Entro al Consultorio respirando algo rápido, miro el lugar, el mobiliario, sobre todo las sillas; algunas permanecen vacías, como aguardando a los sufridos pacientes. Son de un verde lavado, que no dice nada. Espero que me atienda alguien, no sé, una secretaria… alguien. No viene nadie a mi encuentro, tampoco ubico algún recoveco donde pudiese estar metida. Me siento entonces.
Frente a mí está ubicado un señor que viste de negro. Observo su cara de asceta, bien árida, rigurosa, parece que contuviera el filo de una hoja de afeitar.
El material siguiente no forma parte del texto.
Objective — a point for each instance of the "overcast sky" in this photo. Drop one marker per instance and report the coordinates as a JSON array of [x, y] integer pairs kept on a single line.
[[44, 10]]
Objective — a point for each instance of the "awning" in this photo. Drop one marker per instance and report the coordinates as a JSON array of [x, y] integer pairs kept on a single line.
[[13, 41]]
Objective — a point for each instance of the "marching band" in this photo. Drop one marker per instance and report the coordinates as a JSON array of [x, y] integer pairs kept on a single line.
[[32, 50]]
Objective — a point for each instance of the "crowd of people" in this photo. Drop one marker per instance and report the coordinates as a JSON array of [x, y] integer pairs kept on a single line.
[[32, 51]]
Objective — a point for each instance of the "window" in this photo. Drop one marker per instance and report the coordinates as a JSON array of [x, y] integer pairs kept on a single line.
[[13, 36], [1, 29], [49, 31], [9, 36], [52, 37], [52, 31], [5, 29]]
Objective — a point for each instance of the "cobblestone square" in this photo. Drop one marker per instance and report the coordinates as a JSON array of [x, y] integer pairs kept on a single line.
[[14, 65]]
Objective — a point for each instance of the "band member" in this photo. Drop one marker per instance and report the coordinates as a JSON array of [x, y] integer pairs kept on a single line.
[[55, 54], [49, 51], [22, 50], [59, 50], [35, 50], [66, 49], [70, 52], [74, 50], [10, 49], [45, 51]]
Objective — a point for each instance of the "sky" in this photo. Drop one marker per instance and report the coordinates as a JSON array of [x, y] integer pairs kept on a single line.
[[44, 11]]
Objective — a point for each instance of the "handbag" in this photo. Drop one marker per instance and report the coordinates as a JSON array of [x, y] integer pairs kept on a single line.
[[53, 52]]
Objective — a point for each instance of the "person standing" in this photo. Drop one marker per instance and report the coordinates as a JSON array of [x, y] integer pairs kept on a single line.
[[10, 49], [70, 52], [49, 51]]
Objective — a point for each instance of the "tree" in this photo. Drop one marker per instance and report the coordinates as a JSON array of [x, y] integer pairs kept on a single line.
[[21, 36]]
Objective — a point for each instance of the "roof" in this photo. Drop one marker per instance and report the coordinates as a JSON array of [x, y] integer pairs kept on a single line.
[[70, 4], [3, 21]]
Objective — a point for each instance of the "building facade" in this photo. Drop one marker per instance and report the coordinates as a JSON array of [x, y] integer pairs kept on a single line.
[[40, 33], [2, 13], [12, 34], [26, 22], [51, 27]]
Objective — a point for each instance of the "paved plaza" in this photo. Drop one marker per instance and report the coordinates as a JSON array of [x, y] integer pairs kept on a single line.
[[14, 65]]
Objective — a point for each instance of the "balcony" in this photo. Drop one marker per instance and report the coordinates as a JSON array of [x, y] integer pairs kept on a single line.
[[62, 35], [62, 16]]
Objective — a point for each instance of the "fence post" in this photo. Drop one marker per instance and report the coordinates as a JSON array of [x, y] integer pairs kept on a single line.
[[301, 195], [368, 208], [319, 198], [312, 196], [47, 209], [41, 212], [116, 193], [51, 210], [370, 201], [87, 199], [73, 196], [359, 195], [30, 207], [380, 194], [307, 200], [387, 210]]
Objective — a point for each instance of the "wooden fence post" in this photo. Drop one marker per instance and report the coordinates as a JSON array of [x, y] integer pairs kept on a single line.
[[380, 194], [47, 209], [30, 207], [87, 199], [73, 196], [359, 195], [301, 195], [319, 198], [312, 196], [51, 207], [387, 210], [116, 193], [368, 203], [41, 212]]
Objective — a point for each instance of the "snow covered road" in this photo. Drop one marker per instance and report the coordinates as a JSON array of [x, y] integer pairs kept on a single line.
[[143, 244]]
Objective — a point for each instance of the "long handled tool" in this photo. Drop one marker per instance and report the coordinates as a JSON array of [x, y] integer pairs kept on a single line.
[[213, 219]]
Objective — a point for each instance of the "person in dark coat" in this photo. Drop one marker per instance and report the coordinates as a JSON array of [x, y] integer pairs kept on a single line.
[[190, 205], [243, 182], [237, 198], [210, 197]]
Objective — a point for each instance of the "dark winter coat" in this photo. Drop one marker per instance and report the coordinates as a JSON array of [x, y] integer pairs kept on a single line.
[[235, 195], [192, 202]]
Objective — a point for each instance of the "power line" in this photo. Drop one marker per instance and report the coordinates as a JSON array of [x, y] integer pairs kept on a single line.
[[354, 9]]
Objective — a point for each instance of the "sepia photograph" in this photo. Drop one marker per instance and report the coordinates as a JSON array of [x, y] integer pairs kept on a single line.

Lo miro, y algo por dentro se encoge, como una pequeña flor que tenía savia, que alguna vez tuvo vida, mientras ahora yace estrujada, hasta escucho el ruido que hace, al morir estremecida.
Sus ojos no me miran y agradezco tanta suerte, ya que podría jurar que aquello que miren, perece, como si emanaran un frío que congela en el acto. Aprovecho la circunstancia, para fijarme un poco más en él y noto que su cara tiene la misma coloración de las sillas, un ramalazo verde cruza su rostro en diagonal. La tiene marcada de surcos tan hondos, tan abismales, que de seguro si uno tira una moneda a alguno de ellos, no oirá jamás el ruido al caer.
En ese momento, llega hasta mí una joven que parece ser la secretaria del lugar. Tiene en sus manos una agenda y una lapicera. Pregunta con voz casi inaudible mi nombre. Se lo digo, y aparece una débil semi-sonrisa al constatar que estoy anotada. Acerca su cara, para saludarme con un beso que resulta impalpable. Cualquiera que la vea, podría decir que también es insípida e inodora. Lo de incolora está a la vista. Se aleja con pasos menudos como saltando, casi ingrávida, y en un instante parece desaparecer en el aire ¿...?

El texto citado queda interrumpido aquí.